I often wonder how useful the idea of literary movements actually is to reading. The more you study or explore a literary movement, the harder it is to create stable definitions. The closer you look, the more fractures you see. As your circle of reading widens over the course of your life, you find books that should belong that don't, books that don't fit neatly into any one category, and books that predate the movement they most resemble (sometimes by centuries, hi, Tristram Shandy!). You can have multiple movements running into each other, overlapping, in direct conversation, sometimes in the same writer or even in the same book.
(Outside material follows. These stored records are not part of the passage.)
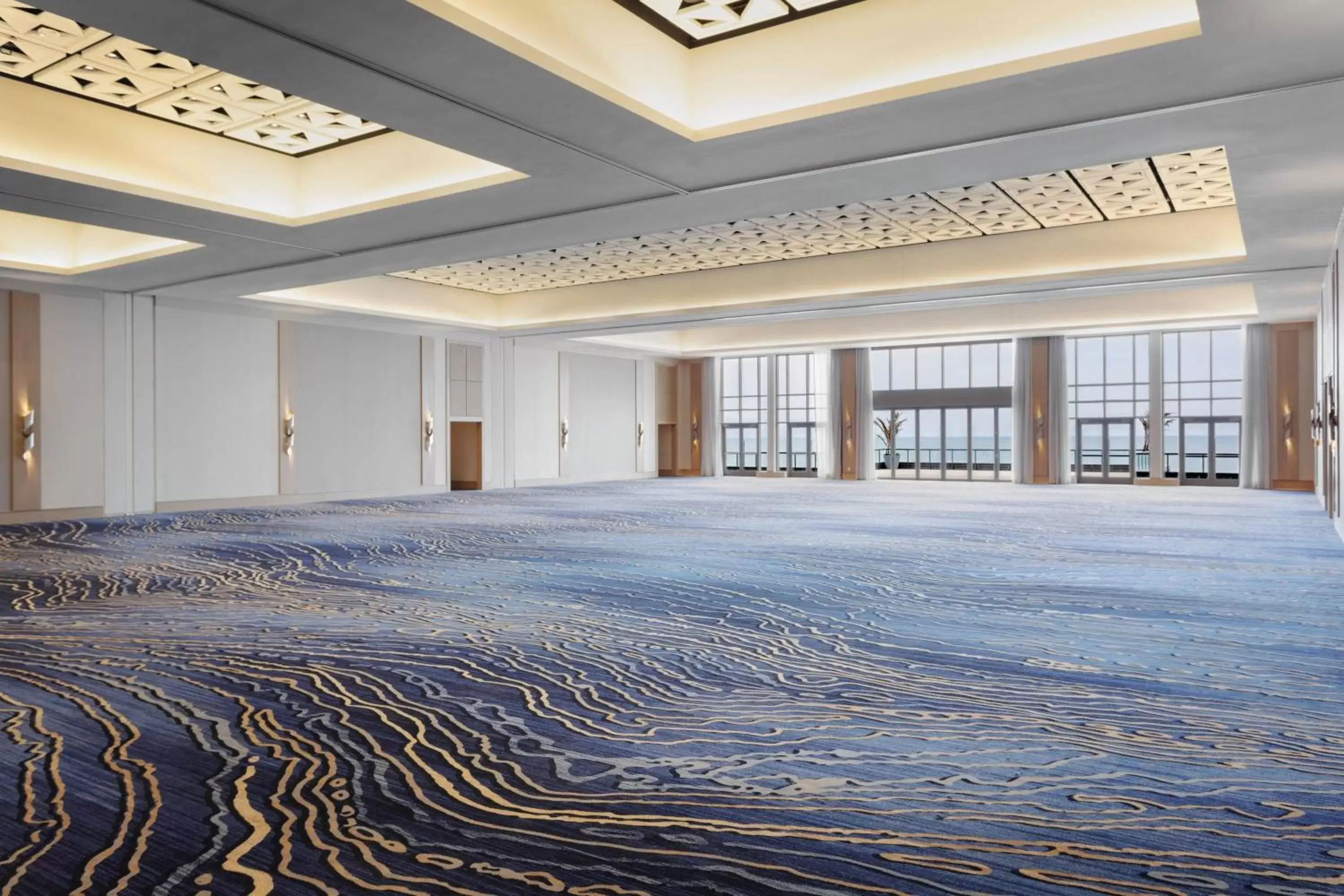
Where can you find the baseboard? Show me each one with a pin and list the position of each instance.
(580, 480)
(19, 517)
(289, 500)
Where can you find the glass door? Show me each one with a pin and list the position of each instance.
(800, 458)
(1211, 450)
(930, 444)
(956, 444)
(1105, 450)
(1120, 452)
(744, 449)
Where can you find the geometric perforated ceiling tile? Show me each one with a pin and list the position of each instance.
(698, 22)
(1159, 186)
(60, 53)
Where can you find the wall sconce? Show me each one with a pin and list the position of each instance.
(29, 433)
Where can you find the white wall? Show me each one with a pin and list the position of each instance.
(70, 405)
(537, 414)
(217, 429)
(604, 417)
(357, 400)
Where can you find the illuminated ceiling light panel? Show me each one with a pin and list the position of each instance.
(1124, 189)
(1197, 179)
(53, 246)
(698, 22)
(1193, 181)
(60, 53)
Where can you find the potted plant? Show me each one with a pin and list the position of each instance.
(889, 429)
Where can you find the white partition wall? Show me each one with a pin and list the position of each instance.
(146, 406)
(604, 417)
(217, 432)
(357, 402)
(72, 404)
(537, 416)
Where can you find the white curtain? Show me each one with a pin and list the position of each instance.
(1023, 425)
(1257, 417)
(822, 367)
(836, 402)
(1057, 412)
(863, 426)
(711, 418)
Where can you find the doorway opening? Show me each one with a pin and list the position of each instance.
(465, 456)
(667, 449)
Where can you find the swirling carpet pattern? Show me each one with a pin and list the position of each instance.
(726, 688)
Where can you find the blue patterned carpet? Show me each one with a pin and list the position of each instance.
(681, 687)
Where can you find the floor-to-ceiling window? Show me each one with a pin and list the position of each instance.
(796, 414)
(746, 408)
(1113, 408)
(771, 406)
(1202, 390)
(1108, 408)
(944, 412)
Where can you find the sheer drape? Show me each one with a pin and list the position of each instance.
(711, 418)
(1057, 410)
(836, 406)
(863, 425)
(1023, 426)
(1257, 413)
(822, 365)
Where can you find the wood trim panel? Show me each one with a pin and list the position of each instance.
(25, 394)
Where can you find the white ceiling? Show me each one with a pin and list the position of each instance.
(1265, 80)
(56, 52)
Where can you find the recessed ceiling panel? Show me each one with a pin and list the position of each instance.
(698, 22)
(54, 52)
(1163, 185)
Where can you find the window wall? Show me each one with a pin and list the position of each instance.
(771, 406)
(1108, 406)
(796, 414)
(1202, 392)
(1113, 406)
(746, 406)
(944, 412)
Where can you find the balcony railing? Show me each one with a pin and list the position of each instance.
(933, 458)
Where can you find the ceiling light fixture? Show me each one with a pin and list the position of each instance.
(1133, 189)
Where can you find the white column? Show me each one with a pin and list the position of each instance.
(498, 429)
(143, 404)
(117, 414)
(1156, 409)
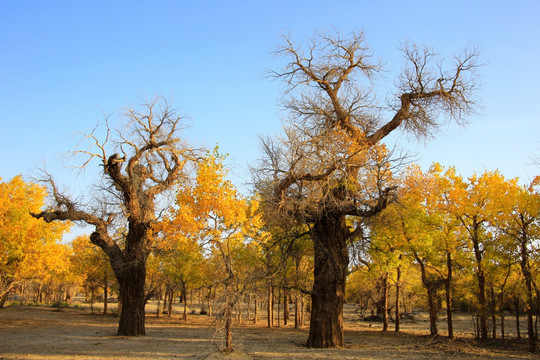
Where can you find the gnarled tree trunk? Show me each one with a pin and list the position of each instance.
(329, 235)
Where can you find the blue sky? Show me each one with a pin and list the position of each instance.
(64, 64)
Though movements can be handy when trying to reduce the scope and diversity of human literary experience to multiple choice questions with stable answers, I think we have to wonder whether they actually help readers experience the actual books they are reading.

When thinking about this before, I wondered if it makes more sense to understand literary movements as cities; spaces in which writers and readers can mix and move with a level of freedom, but the more I think about it, the more it seems that the term “literary movements” actually means two very distinct ideas: the experience of the writers themselves and the critics and readers actively engaging in the avant garde and the experience of readers looking for a foothold into understanding a particular work or author.

For the first use of the term, the image of the city works well enough, but for the second, I think of the wooden scaffolding used to support arches and other buildings during the construction. The wooden arch is not the real arch, just like saying a book or an author is “Romantic” or “Modernist” is not a real understanding of the book or author, but it can be a support that lets the reader move on to a deeper understanding. Just because the wooden arch was removed, doesn't mean it was pointless.

When I think about what it means to be a reader and a writer, “freeplay,” is all about how I build my understanding of the world, how I gather the resources of my belief, and how I try to make words do and say things that words really aren't capable of doing or saying. In a way, you could say that all writing is a struggle to express those ideas, emotions, and experiences that are, inherently, beyond our outside of language. From that perspective all books are failures, but they can be productive failures. In this new and chaotic world of literature, these three books are the best kind of productive failures; you have so much fun, you don't really care about reaching the goal at all.